Ancestral Roofs

"In Praise of Older Buildings"

Tuesday, October 23, 2018

Precisely My Point

the manor-house of 'Horaceville'
I've loved this austere home for so long. I first saw its black and white image in Marion Macrae's Ancestral Roofs. The misty day on which I visited did its best to sustain the b&w effect. The austerity of the structure calls to mind a Cornish farmhouse.

This is the 1820s colonial Georgian home of Hamnet Kirkes Pinhey, English merchant who profited from his adventures in the Napoleonic wars, taking up a grant of 1000 acres of riverfront property in the newly opening Ottawa River area.
Pinhey's Point


His plan, well achieved, given the challenges of the era and the area, was to create an English community in the wilderness, with himself as lord of the manor, an industrious village around his feet. He called the place Horaceville, after his eldest son.

Pinhey's daughter did a watercolour of the estate in about 1837. Suppose it's public domain by now, so I'm sharing my imperfect photo of it here. Notice the church for which he donated land and funds. Very English gentry of him. He was a social and political leader, to be sure. The siting of his estate symbolized his social status.

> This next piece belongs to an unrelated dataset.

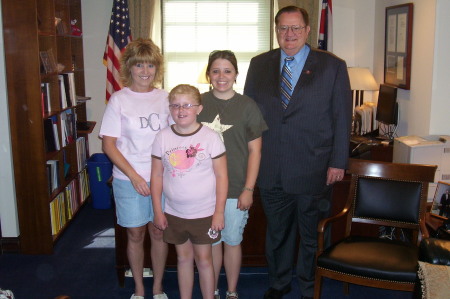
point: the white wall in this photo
(96, 17)
(8, 207)
(440, 105)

I stood on the steps of the central bay of the conjoined houses, looking out on the Ottawa River, as Pinhey might have done, imagining myself lord of all I surveyed, and marvelling over what he managed to create in what would have been a wild wilderness indeed. Below him along the Ottawa River would appear occasionally the temporary shelters of the area's first peoples, and then the shanties of loggers (the trade in squared timber, made viable by Napoleon's blockade, was underway by 1806,  Philemon Wright proving the timbers could be floated down-river and rafted for travelling onward to Montreal.)
south wing to the right (1848/9)

The manor house is part of  the almost 200 year old estate. It's heart-breakingly picturesque with its wooded areas, grassy hillsides, stone and log ruins, a terraced home garden, and the point itself (currently closed for rehabilitation, so popular it is) on the edge of the Ottawa River. Throughout the property (a good workout due to the terrain) are interpretive panels with just the right amount of history and architecture.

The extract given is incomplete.